My grammar has these rules
expression
: expression EQ conditionalOrExpression #eqExpr
| expression NEQ conditionalOrExpression #neqExpr
| expression LT conditionalOrExpression #ltExpr
| expression GT conditionalOrExpression #gtExpr
| expression LTEQ conditionalOrExpression #lteqExpr
| expression GTEQ conditionalOrExpression #gteqExpr
| conditionalOrExpression #next
;
conditionalOrExpression
: conditionalOrExpression OR conditionalAndExpression #orExpr
| conditionalAndExpression #and
;
conditionalAndExpression
: conditionalAndExpression AND additiveExpression #andExpr
| additiveExpression #add
;
additiveExpression
: additiveExpression PLUS multiplicativeExpression #plusExpr
| additiveExpression MINUS multiplicativeExpression #minusExpr
| multiplicativeExpression #multiplicative
;
multiplicativeExpression
: multiplicativeExpression MULT unaryExpression #multExpr
| multiplicativeExpression DIV unaryExpression #divExpr
| unaryExpression #unary
;
unaryExpression
: MINUS unaryExpression #unaryMinusExpr
| NOT unaryExpression #notExpr
| atom #atomExpr
;
function
: ID OPAR (parameter (',' parameter)*)? CPAR
;
parameter
: STRING #stringParameter
| expression #exprParameter
;
atom
: OPAR expression CPAR #parExpr
| (INT | FLOAT) #numberAtom
| (TRUE | FALSE) #booleanAtom
| ID #idAtom
| function #functionAtom
;
I have implemented the appropriate Visitor.

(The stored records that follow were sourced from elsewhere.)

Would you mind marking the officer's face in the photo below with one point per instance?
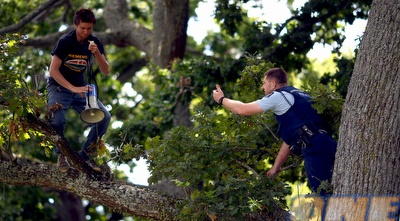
(268, 86)
(83, 30)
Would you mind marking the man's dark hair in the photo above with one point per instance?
(278, 74)
(84, 15)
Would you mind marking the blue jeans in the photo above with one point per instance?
(63, 96)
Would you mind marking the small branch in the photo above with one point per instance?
(248, 167)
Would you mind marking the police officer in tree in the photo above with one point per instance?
(300, 126)
(66, 86)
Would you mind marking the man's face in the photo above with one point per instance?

If I evaluate "40 + 10 - (2*40) + (100/40) + 0.2" the result is -32.7. This is because the expression gets evaluated as
(40+10) - (((2*40) + (100/40)) + 0.2)
which makes sense according to the rules (PLUS before MINUS).
However, if I evaluate the same expression in Excel or e.g. assign it to a double in C#, in both cases the result is -27.3. This is because they evaluate the rule as
(((40+10)-(2*40)) + (100/40)) + 0.2
So which is "correct"? -32.7 is technically correct since that's what the rules dictate. But how should the grammar change to match the results in Excel/C#?